A digital identity example
Just recently I saw the announcement for a new McKinsey Global Institute report, “Digital identification: A key to inclusive growth” by White et al. (2019). They argue, “For emerging economies, while the share of the economy that digital ID can address tends to be modest, scope for improvement can be sizable, leading to average potential per-country benefit of roughly 6 percent of GDP in 2030” (p. vi). Their methodology is to describe 100 possible uses of digital identity across seven countries and then to perform a “sizing of the potential given certain assumptions” (p. 101). While this is not an impact evaluation approach, the report did lead me to ask, what is the evidence for attributable impact from digital identity interventions?
Looking at the map below, we see there are five occurrences in the map for the digital identity intervention category.
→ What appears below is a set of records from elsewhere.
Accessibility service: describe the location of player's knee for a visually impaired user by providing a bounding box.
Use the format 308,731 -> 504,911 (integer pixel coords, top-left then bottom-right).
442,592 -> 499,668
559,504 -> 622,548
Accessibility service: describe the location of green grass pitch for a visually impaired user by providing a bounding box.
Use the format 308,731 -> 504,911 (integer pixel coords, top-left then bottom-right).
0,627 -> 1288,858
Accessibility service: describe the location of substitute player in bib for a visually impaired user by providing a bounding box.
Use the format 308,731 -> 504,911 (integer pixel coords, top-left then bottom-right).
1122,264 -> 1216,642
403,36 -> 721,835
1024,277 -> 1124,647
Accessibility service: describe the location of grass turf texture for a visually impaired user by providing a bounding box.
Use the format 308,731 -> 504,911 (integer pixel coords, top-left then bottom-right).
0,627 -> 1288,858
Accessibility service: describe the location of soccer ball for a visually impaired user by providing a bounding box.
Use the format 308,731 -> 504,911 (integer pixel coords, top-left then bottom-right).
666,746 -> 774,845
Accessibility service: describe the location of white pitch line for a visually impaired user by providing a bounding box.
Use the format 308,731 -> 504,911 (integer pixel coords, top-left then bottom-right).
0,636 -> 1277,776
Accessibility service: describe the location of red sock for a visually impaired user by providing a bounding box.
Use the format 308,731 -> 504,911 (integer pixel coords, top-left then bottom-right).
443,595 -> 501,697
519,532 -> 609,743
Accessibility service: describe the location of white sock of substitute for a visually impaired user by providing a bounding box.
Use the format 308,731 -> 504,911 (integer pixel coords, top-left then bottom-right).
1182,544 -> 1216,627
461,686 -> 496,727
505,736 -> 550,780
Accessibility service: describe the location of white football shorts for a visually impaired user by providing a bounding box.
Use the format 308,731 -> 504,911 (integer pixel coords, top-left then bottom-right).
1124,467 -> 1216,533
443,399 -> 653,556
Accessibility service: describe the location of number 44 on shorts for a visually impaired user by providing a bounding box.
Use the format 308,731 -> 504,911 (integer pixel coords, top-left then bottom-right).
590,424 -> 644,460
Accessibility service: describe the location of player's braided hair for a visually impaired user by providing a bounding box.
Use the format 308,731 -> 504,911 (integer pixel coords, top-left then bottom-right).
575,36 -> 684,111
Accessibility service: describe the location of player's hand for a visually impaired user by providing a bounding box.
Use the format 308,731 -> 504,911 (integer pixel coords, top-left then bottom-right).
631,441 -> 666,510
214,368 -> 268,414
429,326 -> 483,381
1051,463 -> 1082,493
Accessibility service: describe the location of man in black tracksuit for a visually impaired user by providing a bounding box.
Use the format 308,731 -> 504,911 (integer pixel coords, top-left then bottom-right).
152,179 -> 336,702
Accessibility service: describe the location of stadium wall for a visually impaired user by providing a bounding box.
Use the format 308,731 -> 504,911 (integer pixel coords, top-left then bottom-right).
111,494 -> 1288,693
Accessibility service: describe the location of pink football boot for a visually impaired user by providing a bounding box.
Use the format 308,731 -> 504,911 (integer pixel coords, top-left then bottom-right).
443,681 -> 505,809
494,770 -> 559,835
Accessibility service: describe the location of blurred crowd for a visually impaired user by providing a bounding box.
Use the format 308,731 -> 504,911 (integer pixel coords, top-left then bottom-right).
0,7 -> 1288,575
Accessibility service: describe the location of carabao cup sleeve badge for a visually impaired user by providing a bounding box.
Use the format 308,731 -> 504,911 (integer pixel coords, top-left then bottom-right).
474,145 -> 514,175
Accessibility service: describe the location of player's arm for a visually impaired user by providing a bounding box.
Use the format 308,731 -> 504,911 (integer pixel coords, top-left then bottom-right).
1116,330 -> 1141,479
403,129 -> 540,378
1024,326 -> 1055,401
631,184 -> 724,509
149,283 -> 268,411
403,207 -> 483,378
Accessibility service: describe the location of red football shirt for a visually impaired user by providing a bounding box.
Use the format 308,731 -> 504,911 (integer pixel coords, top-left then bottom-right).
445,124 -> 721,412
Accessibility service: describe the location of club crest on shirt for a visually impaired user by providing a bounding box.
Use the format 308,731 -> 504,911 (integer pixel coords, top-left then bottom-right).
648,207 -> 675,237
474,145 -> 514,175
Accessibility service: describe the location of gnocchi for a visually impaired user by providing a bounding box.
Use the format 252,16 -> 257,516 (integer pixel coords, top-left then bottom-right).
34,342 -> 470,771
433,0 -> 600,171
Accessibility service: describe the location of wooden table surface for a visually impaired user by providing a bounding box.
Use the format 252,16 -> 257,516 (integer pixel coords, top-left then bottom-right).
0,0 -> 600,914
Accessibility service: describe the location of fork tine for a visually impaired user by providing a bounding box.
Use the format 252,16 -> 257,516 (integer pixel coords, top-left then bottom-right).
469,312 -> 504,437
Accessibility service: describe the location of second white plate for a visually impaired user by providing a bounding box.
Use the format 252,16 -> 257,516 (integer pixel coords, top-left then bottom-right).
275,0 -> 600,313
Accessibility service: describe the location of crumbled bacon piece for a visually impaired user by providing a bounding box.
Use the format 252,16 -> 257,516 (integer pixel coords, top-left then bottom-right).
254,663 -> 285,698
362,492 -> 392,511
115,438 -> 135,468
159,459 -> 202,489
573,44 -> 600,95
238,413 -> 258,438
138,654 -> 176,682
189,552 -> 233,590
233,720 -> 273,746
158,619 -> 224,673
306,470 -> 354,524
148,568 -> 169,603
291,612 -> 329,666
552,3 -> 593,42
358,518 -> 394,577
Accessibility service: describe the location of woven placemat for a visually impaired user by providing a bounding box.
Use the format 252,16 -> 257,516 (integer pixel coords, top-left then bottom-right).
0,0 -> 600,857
I say occurrences because it is possible that one study measures multiple outcomes across different sectors. Looking at the Excel file in the supplementary materials, I see that there are indeed five studies. One thing I can see just by scanning the titles is that three studies are from India, one from Malawi, and one from Uganda. That tells me something about the comparability of context across studies. As it turns out, India is also one of the seven countries included in the McKinsey report.
I’ll focus on the cell for the effect of digital identity interventions on economic growth outcomes, which has two studies, both from India. The first is Barnwal (2016) “Curbing leakage in public programs with direct benefit transfers evidence from India’s fuel subsidies and black markets”. Because this was a working paper when we built the map, I looked to see if it has been published. Turns out, there is a more recent working paper and also a blog post, published just this month, about the study. In this case, the intervention tested is not digital identity per se, but rather, an intervention that paid fuel subsidies directly to households made possible by India’s unique ID system. Using a natural experiment design and data from 23.2 million transactions, Barnwal (2018) estimates that the intervention (which has subsequently been terminated) did benefit households.
The second study in the cell is “Building state capacity: Evidence from biometric smart cards in India” by Muralidharan et al. (2016). The authors implemented a large-scale randomized controlled trial (157 subdistricts covering 19 million people) of biometric smart cards that allowed for authenticated payments to the targeted beneficiaries of the government employment and pension programs. They find that the intervention delivered a “faster, more predictable, and less corrupt…payments process” (p. 2895). Even better they looked at the cost of the program and found it to be highly cost effective.
Using the evidence map, I quickly see that there are very few impact evaluations from low- and middle-income countries that measure effects relevant to the McKinsey report. There is likely a few more studies today than in the map, but probably not many more. That doesn’t mean the McKinsey analysis is wrong, just that there isn’t much evidence about their assumptions. (Unfortunately, McKinsey does not cite even one of the five impact evaluations that we do know exist.) On the other hand, digging into one cell of the map, I see that two large, high-quality studies from India do measure positive benefits from the government’s use of digital identity in benefits programs. That is encouraging.
In sum, we can use evidence map data to analyze the size, scope, and features of the evidence base for a theme or topic or even sector. But we can also use an evidence map as, well, a map that leads us to collections of individual studies – not just any collections, but collections resulting from unbiased search and screening techniques. From those collections, we can then synthesize or select those studies as desired.